The purpose of this study was to identify the structural issues, factors affecting service engagement, family characteristics, and factors promoting resiliency in families that experienced intimate partner violence and were served by the Spokane Safe Start Project in Spokane, Washington, a program designed to offset trauma in children exposed to caregiver intimate partner violence. To this end, the four research questions were: 1) What are the underlying structural problems that affected these families? 2) Is family functioning at intake associated with the length of time with the program? 3) Of the families that engaged with Safe Start for at least five face-to-face contacts, what are the caregiver and/or family characteristics that seem to indicate the presence or absence of resilience in the caregivers?
This study involved the analysis of the clinical case records of 30 families that received Spokane Safe Services. The primary source of data for this study came from the narrative portions of the electronic ACCESS and written client clinical records. The Spokane Safe Start clinical narratives served as a record of clinician observations, interactions, and service delivery to families greatly affected by intimate partner violence. Using the bio-ecological perspective and family systems theory as the theoretical frameworks to understand intimate partner violence and its effects on children, data analysis and synthesis, I used qualitative content analysis thematic analysis, and data matrices. In essence, this is a multiple case study producing "context-dependent knowledge" that is vital to develop ecologically sound interventions to address intimate partner violence and its effects on families (Flyvbjerg, 2006, p. 221).

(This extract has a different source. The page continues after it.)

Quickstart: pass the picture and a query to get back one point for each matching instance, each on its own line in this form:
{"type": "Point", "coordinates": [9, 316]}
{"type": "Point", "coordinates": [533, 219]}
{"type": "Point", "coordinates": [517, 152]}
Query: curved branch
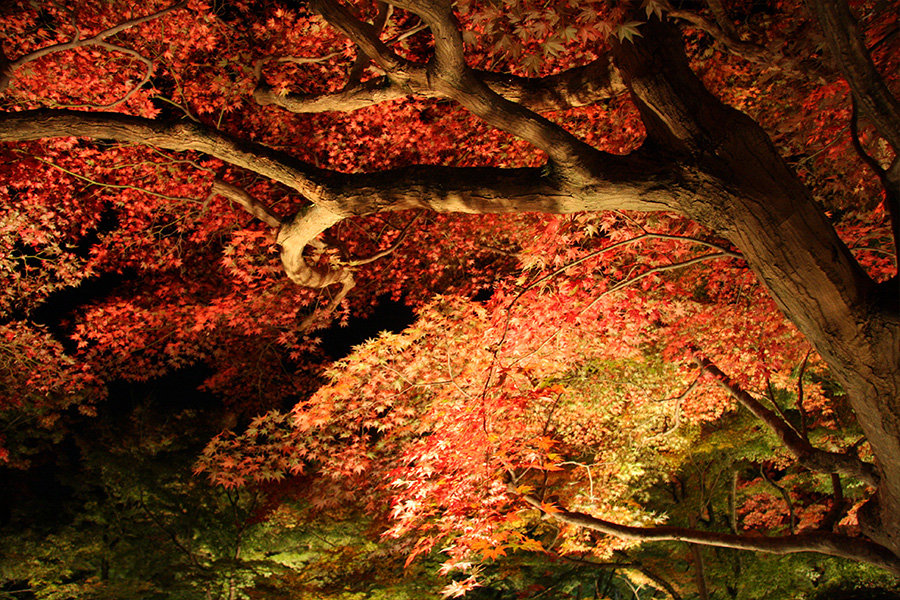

This study revealed three main findings. Families encountered roadblocks in the form of environmental and individual obstacles. These obstacles included family-of-origin dynamics, severe financial problems, and individual issues such as relationship ambivalence and substance abuse that posed serious limitations to developing resilience. Parent-child interactions were strained and difficult in most families. The majority of children experienced chronic IPV and many had a history of maltreatment as well. Although many parents were concerned about the future wellbeing of their children, they also had difficulty reflecting on their children’s emotional needs and experiences.
Evidence of resilience in the case narratives was quite limited. There was evidence, one particular clinician's model of service provision was more successful at engendering resilience than that of the other clinicians. Results were triangulated with the extant literature and previous quantitative studies conducted by Washington State University on the Spokane Safe Start data indicating the results of this study are trustworthy and credible. This study makes an important contribution to the family violence literature and may serve as a resource for policy and program development.